Quali sono state le reazioni alla richiesta di embargo sulle armi nei confronti di Israele?

Non credo verrà assecondata da molti Paesi o comunque lo sarà in ordine sparso, ma già in Francia, che ha la comunità ebraica più numerosa d’Europa, ha ricevuto una fortissima critica da parte dei rappresentanti della comunità ebraica, che ha accusato Macron di fare non il gioco della pace, ma di Hamas e Hezbollah.

C’è stata anche una telefonata tra Macron e Netanyahu. Come è andata?

Il presidente francese ha ribadito il diritto dello Stato di Israele a difendersi dal terrorismo, ma ha continuato di fatto a puntare il dito contro gli USA, che continuano a fornire le armi a Israele. Non ci può essere una posizione così altalenante.

La Francia è stata protagonista di missioni diplomatiche in Libano in quest’ultimo anno. Un lavoro che non ha dato esito?

Le missioni sono servite solo per avere il polso della situazione, per far vedere che si è presenti. L’unica operazione concreta è l’annuncio per fine ottobre di una conferenza internazionale per il Libano, ma non ci sono indicazioni pratiche o di prospettiva date da Macron o dal ministro Jean-Noël Barrot per una soluzione politica per il Paese.

Sono ulteriori segnali di debolezza della politica di Macron?

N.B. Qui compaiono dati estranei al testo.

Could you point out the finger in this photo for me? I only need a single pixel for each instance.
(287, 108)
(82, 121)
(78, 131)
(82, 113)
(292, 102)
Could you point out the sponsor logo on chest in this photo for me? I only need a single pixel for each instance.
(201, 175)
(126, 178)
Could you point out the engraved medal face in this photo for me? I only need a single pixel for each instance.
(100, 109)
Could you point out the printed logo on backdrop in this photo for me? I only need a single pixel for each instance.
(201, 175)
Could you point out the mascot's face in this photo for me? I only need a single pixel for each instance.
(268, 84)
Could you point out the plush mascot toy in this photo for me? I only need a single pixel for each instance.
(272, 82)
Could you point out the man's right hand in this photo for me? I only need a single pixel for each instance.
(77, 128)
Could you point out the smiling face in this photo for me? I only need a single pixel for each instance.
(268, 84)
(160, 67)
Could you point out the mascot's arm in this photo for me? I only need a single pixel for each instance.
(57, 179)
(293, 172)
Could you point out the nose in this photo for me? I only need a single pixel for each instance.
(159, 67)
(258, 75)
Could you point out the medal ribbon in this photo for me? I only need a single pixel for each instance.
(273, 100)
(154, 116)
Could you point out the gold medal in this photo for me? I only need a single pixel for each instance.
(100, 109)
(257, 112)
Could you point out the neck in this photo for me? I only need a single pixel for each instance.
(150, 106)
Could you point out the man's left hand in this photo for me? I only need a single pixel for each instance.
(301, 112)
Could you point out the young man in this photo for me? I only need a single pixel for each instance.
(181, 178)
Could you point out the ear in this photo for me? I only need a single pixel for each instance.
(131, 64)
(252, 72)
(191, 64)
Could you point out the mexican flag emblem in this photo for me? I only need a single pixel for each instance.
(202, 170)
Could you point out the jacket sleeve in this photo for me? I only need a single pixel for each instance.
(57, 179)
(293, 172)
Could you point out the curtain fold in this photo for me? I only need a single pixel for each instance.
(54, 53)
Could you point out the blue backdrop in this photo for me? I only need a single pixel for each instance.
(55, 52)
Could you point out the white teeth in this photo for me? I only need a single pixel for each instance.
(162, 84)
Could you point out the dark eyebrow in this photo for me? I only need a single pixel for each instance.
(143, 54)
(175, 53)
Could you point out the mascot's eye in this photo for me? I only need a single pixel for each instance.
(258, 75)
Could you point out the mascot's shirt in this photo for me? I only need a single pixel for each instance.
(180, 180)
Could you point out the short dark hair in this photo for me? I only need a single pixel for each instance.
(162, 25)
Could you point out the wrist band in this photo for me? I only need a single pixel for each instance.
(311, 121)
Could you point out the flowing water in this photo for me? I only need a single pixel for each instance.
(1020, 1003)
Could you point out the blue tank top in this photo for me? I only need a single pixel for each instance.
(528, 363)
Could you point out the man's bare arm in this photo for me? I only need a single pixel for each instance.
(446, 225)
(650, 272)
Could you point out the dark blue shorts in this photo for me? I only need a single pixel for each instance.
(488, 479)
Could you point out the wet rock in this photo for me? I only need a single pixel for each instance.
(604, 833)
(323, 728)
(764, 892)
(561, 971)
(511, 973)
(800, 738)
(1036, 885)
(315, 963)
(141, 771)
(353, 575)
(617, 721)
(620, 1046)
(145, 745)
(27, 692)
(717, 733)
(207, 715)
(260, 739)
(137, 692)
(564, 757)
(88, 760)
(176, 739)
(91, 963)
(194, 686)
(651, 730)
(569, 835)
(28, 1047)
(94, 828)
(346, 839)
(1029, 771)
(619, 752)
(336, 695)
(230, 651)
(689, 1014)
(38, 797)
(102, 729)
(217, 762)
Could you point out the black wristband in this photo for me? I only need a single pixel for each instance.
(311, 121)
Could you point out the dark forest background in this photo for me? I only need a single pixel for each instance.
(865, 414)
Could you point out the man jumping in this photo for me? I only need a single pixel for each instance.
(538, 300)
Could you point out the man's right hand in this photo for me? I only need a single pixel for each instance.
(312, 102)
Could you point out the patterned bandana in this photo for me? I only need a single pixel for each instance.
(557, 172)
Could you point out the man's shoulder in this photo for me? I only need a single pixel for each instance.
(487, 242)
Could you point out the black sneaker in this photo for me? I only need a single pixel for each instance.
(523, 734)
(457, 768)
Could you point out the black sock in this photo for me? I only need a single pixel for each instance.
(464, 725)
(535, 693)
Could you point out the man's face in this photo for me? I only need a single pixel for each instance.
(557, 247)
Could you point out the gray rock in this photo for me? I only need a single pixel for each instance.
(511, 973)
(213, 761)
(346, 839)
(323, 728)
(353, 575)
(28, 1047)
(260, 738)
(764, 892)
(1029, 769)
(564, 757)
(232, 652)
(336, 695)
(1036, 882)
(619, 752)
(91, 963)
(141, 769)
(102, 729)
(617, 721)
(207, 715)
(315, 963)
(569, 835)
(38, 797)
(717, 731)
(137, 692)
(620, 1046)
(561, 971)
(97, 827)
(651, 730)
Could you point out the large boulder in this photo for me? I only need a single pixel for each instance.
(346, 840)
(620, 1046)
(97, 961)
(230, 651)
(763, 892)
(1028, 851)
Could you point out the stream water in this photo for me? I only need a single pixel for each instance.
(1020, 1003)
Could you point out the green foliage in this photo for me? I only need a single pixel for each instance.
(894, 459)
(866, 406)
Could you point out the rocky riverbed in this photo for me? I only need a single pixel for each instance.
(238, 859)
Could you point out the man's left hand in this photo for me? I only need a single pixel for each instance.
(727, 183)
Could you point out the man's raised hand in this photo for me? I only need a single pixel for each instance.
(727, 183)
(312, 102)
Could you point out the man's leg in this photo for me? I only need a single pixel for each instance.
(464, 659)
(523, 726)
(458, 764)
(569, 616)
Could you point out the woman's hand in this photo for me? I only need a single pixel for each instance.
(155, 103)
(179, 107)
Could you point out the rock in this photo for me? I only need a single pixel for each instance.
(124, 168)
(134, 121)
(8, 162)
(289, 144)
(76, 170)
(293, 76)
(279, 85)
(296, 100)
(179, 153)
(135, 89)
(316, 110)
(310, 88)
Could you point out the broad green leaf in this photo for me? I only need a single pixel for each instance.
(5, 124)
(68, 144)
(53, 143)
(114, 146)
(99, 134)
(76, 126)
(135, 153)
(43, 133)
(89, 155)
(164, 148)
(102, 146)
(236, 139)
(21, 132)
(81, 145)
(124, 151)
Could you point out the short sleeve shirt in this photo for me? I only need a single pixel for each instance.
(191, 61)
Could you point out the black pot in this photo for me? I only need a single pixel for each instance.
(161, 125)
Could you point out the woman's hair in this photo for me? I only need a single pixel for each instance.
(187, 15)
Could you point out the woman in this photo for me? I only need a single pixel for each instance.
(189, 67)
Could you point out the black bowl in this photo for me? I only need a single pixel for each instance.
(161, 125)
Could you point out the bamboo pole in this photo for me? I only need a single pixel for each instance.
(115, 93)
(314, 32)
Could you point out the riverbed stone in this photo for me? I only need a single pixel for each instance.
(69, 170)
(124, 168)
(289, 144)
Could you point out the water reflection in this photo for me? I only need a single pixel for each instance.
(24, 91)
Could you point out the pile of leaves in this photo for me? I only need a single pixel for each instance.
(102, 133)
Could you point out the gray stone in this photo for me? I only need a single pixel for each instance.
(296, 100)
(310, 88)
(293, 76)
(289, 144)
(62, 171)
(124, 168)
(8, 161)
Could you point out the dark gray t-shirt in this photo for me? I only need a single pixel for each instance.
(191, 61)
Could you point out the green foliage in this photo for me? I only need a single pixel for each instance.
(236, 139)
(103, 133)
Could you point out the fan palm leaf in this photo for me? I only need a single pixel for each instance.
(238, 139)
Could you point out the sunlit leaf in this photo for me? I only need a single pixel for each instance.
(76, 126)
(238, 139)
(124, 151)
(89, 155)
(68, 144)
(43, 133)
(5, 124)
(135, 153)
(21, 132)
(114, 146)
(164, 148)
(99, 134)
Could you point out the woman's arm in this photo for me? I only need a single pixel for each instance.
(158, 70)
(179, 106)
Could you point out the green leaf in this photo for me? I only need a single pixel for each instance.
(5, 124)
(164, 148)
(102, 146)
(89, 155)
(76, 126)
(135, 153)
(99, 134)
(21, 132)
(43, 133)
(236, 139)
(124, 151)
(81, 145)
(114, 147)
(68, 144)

Anche di spregiudicatezza: fino ad ora aveva mantenuto un equilibrio, ora che gli attacchi israeliani in parte hanno già colpito interessi francesi comincia a dire che bisogna fermarsi e non inviare le armi. È un modo quasi infantile di difendere i propri interessi economici in una politica che rischia di acuire tensioni. La posizione francese non l’ho capita: se si parla di embargo alle armi israeliane, non si può ribadire a Netanyahu che il diritto a difendersi è sacrosanto. Se gli attacchi devono finire, con cosa si difende Israele? Né Macron né il ministro degli Esteri lo hanno definito. A Barrot i giornalisti libanesi hanno chiesto se condannava i raid israeliani: nessuno lo ha capito. Dopodiché c’è stato il summit della francofonia per dire che la Francia è presente, senza che si capisca quale sia l’operazione che sta mettendo in campo concretamente.